Scott Crain’s Oysters Rockefeller recipe.
This recipe was sent to me by Scott Crain, who is the executive chef at a ritzy private golf club in Rhode Island. Scott is one of the finest chefs I know, and any time he sends me a recipe, I follow it to a T. Following is his interpretation of a classic dish, oysters Rockefeller.
2 dozen oysters, shucked
8 ounces bacon, diced. (Scott recommends North Country Smokehouse nitrate-free bacon from New Hampshire)
1/4 cup diced shallots
3 tablespoons minced garlic
4 tablespoons unsalted butter
1 ounce Pernod or Sambuca
1/2 pound shredded Swiss or Gruyere cheese
2-3 cups chiffonade baby spinach (sliced in thin strips)

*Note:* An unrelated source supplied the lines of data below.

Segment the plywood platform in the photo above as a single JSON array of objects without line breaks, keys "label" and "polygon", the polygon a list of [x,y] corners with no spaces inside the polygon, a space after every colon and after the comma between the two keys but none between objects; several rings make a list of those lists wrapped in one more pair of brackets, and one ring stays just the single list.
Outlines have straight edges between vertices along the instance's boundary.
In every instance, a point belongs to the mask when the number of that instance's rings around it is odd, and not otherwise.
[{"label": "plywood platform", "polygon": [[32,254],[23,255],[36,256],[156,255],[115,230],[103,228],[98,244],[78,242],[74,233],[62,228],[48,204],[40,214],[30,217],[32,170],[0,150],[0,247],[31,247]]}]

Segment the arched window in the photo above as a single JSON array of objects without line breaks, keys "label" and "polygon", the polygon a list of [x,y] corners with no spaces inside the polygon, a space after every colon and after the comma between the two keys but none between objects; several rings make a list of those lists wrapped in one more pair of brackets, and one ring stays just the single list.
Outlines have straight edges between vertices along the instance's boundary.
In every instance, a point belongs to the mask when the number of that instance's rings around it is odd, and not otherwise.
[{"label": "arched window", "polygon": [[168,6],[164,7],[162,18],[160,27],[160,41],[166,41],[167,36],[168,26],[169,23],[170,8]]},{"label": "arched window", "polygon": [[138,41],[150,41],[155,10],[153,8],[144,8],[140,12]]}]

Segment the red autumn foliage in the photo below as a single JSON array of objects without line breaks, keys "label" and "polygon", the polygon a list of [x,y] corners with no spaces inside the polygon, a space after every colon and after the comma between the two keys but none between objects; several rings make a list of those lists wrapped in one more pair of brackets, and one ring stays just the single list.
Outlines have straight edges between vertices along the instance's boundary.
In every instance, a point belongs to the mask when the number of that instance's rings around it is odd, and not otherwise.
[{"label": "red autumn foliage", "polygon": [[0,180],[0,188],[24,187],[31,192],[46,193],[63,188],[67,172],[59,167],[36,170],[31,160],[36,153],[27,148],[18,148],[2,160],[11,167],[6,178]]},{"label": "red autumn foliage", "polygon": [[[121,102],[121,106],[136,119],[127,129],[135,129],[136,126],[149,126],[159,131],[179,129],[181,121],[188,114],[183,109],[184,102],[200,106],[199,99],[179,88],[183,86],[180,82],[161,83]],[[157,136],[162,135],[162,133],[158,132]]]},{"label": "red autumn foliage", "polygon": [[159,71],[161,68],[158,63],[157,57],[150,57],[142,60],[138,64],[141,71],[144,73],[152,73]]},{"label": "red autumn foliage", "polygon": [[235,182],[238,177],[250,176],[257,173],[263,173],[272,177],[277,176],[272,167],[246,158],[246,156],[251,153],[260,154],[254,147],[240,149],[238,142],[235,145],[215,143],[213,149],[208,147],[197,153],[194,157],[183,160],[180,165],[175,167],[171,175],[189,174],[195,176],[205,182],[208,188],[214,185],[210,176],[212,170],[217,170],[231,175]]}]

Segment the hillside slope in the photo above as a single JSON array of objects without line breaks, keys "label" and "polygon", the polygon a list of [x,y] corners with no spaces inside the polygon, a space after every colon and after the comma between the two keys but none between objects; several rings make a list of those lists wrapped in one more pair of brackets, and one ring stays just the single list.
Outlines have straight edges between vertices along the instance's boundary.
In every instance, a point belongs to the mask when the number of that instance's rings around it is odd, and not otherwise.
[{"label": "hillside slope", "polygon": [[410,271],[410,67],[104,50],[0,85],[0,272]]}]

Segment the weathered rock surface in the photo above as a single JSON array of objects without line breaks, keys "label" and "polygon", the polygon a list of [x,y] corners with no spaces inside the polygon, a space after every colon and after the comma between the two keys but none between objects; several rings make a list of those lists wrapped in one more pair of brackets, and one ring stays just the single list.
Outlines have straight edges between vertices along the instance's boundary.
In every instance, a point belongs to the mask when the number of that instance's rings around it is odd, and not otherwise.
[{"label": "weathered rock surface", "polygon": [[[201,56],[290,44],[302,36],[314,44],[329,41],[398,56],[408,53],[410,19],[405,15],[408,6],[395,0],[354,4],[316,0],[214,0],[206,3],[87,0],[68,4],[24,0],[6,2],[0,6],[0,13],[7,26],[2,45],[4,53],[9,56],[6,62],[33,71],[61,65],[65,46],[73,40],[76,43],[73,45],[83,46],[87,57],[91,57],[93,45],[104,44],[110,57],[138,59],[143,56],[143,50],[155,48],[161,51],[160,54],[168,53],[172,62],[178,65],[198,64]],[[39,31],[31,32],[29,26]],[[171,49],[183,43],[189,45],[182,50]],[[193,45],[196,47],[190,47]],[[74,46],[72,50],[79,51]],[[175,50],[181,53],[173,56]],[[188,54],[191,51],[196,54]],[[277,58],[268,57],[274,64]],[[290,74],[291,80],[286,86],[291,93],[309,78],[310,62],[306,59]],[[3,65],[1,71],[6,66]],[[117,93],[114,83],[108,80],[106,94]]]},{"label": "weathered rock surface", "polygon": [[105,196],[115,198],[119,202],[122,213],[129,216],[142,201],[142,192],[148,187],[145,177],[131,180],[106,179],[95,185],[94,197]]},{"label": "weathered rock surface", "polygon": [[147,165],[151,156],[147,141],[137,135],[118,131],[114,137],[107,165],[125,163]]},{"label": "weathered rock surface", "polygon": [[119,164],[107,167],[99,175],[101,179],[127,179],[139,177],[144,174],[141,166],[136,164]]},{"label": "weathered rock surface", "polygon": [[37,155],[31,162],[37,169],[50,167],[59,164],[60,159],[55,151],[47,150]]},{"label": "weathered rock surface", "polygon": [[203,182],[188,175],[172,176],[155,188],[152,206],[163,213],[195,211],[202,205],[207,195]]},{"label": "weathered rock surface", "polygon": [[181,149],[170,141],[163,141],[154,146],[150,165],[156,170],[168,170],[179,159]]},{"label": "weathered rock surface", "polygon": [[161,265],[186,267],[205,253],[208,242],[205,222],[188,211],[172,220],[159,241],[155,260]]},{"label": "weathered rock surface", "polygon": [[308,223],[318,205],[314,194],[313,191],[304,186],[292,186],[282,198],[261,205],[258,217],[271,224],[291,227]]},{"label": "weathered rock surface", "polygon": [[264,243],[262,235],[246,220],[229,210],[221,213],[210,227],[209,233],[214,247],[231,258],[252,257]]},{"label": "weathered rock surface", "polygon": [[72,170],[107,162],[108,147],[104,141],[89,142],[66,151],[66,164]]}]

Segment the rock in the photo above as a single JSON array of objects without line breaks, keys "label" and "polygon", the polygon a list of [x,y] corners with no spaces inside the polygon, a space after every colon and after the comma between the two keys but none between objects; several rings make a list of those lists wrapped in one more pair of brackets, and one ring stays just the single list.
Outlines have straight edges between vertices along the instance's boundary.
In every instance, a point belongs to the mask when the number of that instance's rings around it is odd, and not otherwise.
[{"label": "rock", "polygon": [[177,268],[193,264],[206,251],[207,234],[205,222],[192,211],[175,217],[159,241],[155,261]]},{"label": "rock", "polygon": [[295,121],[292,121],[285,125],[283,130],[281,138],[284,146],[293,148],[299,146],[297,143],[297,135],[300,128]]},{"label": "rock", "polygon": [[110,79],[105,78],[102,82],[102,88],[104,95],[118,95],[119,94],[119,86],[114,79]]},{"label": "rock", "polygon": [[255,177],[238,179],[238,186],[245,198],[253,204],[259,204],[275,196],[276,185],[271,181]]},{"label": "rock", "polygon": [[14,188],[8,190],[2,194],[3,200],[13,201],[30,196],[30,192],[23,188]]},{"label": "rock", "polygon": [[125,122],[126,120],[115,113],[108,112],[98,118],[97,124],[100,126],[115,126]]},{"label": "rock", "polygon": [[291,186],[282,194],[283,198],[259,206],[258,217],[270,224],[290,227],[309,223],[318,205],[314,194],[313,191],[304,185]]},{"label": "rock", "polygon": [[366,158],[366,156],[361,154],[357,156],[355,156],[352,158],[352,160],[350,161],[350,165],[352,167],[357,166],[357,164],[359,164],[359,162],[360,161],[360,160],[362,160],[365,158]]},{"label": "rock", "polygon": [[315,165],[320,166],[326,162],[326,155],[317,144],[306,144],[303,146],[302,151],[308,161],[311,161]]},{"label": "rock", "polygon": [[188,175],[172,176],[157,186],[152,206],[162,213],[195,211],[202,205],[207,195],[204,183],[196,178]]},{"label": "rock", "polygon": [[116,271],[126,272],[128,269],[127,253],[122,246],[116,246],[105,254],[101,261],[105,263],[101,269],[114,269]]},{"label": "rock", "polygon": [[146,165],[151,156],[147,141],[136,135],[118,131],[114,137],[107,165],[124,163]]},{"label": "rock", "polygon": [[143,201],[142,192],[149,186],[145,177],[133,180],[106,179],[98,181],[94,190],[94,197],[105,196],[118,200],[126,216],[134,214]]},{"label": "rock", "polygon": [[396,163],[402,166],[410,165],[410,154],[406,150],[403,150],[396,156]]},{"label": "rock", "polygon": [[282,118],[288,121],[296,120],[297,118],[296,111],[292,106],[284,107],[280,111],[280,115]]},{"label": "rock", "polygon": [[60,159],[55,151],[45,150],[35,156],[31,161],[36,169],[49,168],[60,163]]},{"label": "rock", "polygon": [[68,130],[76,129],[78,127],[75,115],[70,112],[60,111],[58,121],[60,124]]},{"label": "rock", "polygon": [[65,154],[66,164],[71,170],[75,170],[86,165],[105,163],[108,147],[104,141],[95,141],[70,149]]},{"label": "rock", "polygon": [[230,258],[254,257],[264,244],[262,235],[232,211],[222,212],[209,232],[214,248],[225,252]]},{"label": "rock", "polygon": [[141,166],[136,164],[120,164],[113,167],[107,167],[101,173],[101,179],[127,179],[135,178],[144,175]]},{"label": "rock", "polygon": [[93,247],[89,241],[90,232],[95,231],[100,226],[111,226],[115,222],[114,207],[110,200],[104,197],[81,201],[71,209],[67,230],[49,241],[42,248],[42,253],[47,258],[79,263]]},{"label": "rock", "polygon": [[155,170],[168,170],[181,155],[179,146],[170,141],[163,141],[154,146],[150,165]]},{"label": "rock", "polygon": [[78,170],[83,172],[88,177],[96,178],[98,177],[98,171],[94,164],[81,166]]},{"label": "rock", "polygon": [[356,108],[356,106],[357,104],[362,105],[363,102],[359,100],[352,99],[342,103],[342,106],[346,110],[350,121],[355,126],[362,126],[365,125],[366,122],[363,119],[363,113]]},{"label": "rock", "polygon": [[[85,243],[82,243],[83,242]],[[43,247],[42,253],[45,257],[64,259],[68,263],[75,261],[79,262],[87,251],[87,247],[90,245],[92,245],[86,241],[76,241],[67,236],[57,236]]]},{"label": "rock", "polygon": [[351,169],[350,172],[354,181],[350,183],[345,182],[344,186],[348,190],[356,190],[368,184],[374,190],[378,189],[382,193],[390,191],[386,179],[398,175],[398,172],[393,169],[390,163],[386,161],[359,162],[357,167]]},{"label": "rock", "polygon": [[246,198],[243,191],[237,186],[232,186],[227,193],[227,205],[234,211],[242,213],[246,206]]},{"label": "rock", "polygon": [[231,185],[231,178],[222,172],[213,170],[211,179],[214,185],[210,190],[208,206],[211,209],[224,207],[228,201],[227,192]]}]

1/4 cup Hellmann’s mayonnaise
Lemon Butter Cracker Crumble
2 sleeves of Ritz or similar crackers, crushed
1/4 cup unsalted butter, melted
1 teaspoon Old Bay seasoning
Zest and juice of 1 lemon
2 teaspoons fresh dill, chopped
Shuck the oysters and make sure they are free of any shell matter, retaining as much liquor as possible. Carefully place them on a sheet pan and pop them in the freezer.
Render the bacon on low heat in a sauté pan and drain out a decent amount of fat, then add butter, shallots, and garlic. Increase heat to medium and sauté until just starting to brown. Deglaze with Pernod or Sambuca. Pour the sauce over half the spinach and toss.
Add cheese and mayonnaise, and then fold in the remaining spinach until it “feels” right. Set aside to cool down.
Spoon the spinach filling as generously as you dare onto frozen oysters. Lightly sprinkle the cracker crumble onto filling and gently pack it to hold in place.
Since Scott works in a fast-paced commercial kitchen, he usually sends them back to the freezer until it’s time to bake them. In our cash, bake at 350 degrees until they just start to brown on top, 15-25 minutes.
I should note that the lemon butter Ritz cracker crumbs are phenomenal; they are like candy and I found myself stuffing my face with them. They are a welcome addition to any seafood recipe that calls for cracker crumbs.
While we’re on the subject of oysters, Scott also shared with me his favorite topping for raw oysters on the half shell. I have tried just about every topping known to man on raw oysters, and my favorite is still a fiery cocktail sauce rich in horseradish, but a jalapeno mignonette is now my second favorite.
1/2 cup white wine vinegar
1/2 cup granulated sugar
1/8 cup shallots, diced
1/2 cup jalapeños, diced
Boil sugar and vinegar. Pour over jalapeños and shallots. Let cool to room temperature and then refrigerate. Top each shucked oyster with about a teaspoon of this magical concoction.